48. Identification of a seventy base-pair promoter region required for reproductive meristem specific up-regulation of RFL, a rice FLO/LFY ortholog

1) Graduate School of Agriculture and Life Sciences, University of Tokyo, 1-1-1 Yayoi, Bunkyo, Tokyo 113-8657, Japan
2) Nara Institute of Science and Technology, 8916-5 Takayama, Ikoma, Nara 630-0101

RFL is a rice ortholog of floral meristem identity genes, FLO of Anthirrhinum and LFY of Arabidopsis (Kyozuka et al. 1998). In Arabidopsis, it was shown that LFY is a major determinant of floral fate and a direct transcriptional activator of floral organ identity genes, such as AP1, AP3 and AG (Parcy et al. 1998).

Previously we reported that RFL mRNA expression was rapidly up-regulated in the meristem upon transition to reproductive development (Kyozuka et al. 1998). To understand molecular basis of this up-regulation, promoter analysis of the RFL gene was performed (Fig. 1A). A series of constructs carrying a GUS reporter gene were generated and introduced to rice plants via Agrobacterium mediated transformation, and GUS activity was monitored by histo-chemical analysis.

A reporter gene with the longest promoter, 5.6kRFLp::GUS conferred rapid and meristemspecific induction of GUS activity upon transition to the reproductive phase (Fig. 1B), indicating that the 5.6 kb upstream region from the translation initiation site contains sufficient information for the RFL expression. Deletion of the promoter to -2 kb and -600 bp did not change the pattern of GUS expression. On the other hand, none of the transgenic lines carrying 200RFLp::GUS showed detectable GUS activity, indicating that the region between -200 bp and -600 bp is required for the up-regulation (Fig. 1). To determine an enhancer region more precisely, five more constructs containing -530, -480, -420, -350, -250 bp RFL promoter region were introduced into rice plants. All the 4 lines of 420RFLp::GUS lines showed the up-regulation of GUS activity in the reproductive meristem (Fig. 1D). In contrast, four among five lines of 350RFLp::GUS analyzed showed no sign of GUS expression and one line showed

sporadic and weak GUS activity (Fig. 1F). None of the lines containing 250RFLp::GUS or 200pRFLp::GUS showed detectable GUS activity. Taken all these together, it is very likely that a 70 bp region between -350 and -420bp contains most information necessary for the meristem-specific up-regulation of RFL.

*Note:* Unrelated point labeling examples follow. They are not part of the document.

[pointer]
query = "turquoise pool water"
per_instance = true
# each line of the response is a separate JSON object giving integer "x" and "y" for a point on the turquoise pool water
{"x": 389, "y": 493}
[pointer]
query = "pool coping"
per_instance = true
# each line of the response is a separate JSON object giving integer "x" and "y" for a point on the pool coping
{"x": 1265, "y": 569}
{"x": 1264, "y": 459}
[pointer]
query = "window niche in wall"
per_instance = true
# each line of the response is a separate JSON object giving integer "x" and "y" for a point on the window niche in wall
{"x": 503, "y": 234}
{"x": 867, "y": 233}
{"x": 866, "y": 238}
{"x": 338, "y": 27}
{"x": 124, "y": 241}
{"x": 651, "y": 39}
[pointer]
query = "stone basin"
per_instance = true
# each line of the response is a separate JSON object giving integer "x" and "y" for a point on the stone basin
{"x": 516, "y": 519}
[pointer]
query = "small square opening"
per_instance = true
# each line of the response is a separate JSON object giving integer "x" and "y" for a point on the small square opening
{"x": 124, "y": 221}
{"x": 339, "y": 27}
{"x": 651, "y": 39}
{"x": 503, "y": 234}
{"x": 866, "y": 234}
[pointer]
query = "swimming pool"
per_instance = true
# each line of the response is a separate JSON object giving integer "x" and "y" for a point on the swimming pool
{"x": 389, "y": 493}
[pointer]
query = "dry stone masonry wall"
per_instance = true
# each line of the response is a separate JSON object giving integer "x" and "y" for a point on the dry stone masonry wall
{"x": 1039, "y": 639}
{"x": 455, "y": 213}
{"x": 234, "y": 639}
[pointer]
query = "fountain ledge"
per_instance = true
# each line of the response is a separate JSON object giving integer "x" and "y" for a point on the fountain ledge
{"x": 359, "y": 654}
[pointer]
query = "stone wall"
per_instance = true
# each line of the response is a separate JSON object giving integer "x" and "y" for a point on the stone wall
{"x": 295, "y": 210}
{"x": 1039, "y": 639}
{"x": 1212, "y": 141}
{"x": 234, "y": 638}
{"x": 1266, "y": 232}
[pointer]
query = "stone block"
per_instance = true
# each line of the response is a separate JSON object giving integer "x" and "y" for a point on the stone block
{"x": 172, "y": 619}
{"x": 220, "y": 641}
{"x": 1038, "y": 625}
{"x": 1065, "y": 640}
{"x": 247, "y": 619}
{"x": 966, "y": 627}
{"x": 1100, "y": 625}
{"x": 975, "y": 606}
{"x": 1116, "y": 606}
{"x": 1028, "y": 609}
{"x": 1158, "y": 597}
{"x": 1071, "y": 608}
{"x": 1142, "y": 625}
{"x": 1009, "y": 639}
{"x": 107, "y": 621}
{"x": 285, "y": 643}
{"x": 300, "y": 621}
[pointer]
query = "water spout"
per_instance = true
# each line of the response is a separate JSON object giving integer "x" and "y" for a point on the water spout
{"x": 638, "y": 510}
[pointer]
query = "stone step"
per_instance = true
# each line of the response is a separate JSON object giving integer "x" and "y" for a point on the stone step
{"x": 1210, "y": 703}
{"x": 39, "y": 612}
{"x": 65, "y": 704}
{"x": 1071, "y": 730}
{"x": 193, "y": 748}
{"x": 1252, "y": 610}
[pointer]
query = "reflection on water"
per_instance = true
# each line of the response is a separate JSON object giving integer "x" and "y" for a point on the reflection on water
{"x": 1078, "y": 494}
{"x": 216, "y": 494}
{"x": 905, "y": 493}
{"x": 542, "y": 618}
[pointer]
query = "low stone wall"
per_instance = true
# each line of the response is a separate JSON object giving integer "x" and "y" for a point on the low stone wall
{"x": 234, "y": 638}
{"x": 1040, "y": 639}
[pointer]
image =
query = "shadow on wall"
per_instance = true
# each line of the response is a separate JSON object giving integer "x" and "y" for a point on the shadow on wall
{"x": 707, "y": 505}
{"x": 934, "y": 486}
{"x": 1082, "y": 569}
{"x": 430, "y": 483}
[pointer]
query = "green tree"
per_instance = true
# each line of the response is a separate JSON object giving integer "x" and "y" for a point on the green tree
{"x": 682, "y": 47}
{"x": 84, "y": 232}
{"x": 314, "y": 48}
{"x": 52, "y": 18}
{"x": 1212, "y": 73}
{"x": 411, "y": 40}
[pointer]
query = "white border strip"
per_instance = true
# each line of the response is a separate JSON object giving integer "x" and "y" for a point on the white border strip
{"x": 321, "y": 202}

Next, we asked whether this 70 bp sequence is sufficient for the up-regulation. For this purpose, a four tandem repeat of the 70 bp region was fused with a minimal CaMV35S promoter containing TATA sequence (Benfey et al. 1990). The resultant 4x70TATA::GUS gene was transformed to rice (Fig. 2A). Five independent lines of the 4x70TATA::GUS plants were randomly chosen and used for the further analysis. A chimeric gene, designated as TATA::GUS, containing the CaMV35S minimal promoter and a GUS gene was also generated and introduced to rice as a negative control.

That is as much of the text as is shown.